Schedules 3 and 4 of the Bill relate to enhancing the search warrant frameworks under the Crimes Act 1914 (Cth) and Customs Act 1901 (Cth), while schedule 5 provides immunity from civil liability for persons who provide assistance to ASIO and will “enable ASIO to require a person with knowledge of a computer or a computer system to provide assistance that is reasonable and necessary to ASIO in order to gain access to data on a device that is subject to an ASIO warrant.” (Id. at 56.)

Reactions to the Bill

A lobby group representing companies such as Google, Facebook, and Twitter said in a statement that, while technology companies are willing to work with the government to promote public safety, the laws could “potentially jeopardise the security of the apps and systems that millions of Australians use every day.” (Claire Reilly, Google, Apple, Facebook Face World-First Encryption Laws in Australia, CDNET (Dec. 6, 2018).) Apple also stated that “[i]t would be wrong to weaken security for millions of law-abiding customers in order to investigate the very few who pose a threat.” (Id.) The chief executive of the Communications Alliance, a group representing the Australian communications industry, expressed concerns  about “the breadth and range of activities” law enforcement agencies could require companies to do. (Paul Karp, Australia’s War on Encryption: The Sweeping New Powers Rushed into Law, THE GUARDIAN (Dec. 7, 2018).)

The Australian Human Rights Commission raised various concerns about the legislation in its submission to the PJCIS, acknowledging the importance of law enforcement and national security agencies having appropriate powers to perform their functions, but stating that “the Bill would also authorise intrusive and covert powers that could significantly limit an individual’s human rights to privacy and freedom of expression, among other rights.” (Australian Human Rights Commission, Telecommunications and Other Legislation Amendment (Assistance and Access) Bill 2018: Submission to the Parliamentary Joint Committee on Intelligence and Security 4 (Oct. 12, 2018).)

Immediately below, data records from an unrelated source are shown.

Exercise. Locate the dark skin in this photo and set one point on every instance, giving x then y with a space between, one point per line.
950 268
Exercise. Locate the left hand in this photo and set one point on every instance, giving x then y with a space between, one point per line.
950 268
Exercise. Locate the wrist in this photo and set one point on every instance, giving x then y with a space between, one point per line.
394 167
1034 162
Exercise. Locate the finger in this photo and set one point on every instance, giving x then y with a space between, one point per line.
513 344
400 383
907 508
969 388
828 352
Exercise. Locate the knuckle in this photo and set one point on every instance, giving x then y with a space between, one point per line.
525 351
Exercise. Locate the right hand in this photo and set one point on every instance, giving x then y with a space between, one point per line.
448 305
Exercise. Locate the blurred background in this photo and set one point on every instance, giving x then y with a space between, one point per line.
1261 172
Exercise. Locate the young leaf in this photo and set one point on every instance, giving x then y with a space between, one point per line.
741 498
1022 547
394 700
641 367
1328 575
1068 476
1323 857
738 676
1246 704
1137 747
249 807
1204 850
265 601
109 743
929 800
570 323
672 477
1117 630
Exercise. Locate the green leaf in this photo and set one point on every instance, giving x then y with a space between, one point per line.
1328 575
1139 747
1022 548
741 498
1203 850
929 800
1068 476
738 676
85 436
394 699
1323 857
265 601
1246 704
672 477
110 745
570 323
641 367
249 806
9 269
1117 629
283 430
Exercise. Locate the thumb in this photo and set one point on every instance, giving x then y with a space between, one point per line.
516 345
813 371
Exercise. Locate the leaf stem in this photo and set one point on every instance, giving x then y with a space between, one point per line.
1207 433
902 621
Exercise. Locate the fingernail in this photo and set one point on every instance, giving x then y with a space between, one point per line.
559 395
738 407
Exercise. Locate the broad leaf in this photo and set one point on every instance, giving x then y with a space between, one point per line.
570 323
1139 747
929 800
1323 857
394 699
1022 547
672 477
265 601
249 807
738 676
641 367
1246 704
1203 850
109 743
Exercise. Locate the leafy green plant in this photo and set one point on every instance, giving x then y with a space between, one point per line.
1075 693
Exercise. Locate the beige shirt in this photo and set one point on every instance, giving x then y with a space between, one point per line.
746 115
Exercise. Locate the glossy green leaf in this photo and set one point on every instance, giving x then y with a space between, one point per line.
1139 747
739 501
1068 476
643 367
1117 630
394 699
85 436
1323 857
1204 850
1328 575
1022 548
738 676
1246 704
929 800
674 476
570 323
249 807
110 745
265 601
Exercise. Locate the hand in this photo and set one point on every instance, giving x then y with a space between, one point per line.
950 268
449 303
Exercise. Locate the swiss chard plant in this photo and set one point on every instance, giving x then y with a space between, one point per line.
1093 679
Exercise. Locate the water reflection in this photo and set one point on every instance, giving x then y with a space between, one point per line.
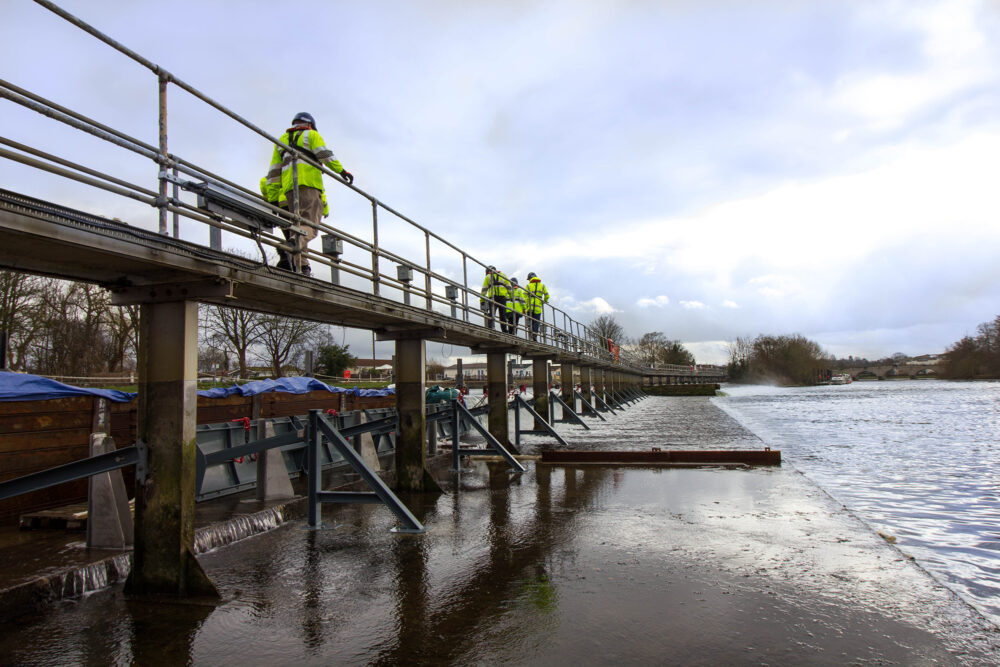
161 633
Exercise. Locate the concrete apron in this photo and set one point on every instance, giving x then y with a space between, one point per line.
73 571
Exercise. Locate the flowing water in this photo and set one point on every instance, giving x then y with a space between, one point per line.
571 565
918 461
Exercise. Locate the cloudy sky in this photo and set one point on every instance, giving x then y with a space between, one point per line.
705 169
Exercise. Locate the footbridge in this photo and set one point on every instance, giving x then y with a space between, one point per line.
387 274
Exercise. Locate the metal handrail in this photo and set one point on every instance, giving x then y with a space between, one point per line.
560 329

The Office of the Australian Information Commissioner (OAIC) recommended the inclusion of a sunset clause in the Bill in its submission to the PJCIS, in addition to recommending various amendments. (OAIC, Inquiry into the Telecommunications and Other Legislation Amendment (Assistance and Access) Bill 2018 — Submission to the Parliamentary Joint Committee on Intelligence and Security (Oct. 15, 2018).) The Law Council of Australia also recommended amendments related to oversight, transparency, and the scope of application of the provisions. (Law Council of Australia, Submission, Telecommunications and Other Legislation Amendment (Assistance and Access) Bill 2018: Parliamentary Joint Committee on Intelligence and Security (Oct. 18, 2018).) Both of these entities noted the complexity of the Bill and the limited amount of time for analysis and comment.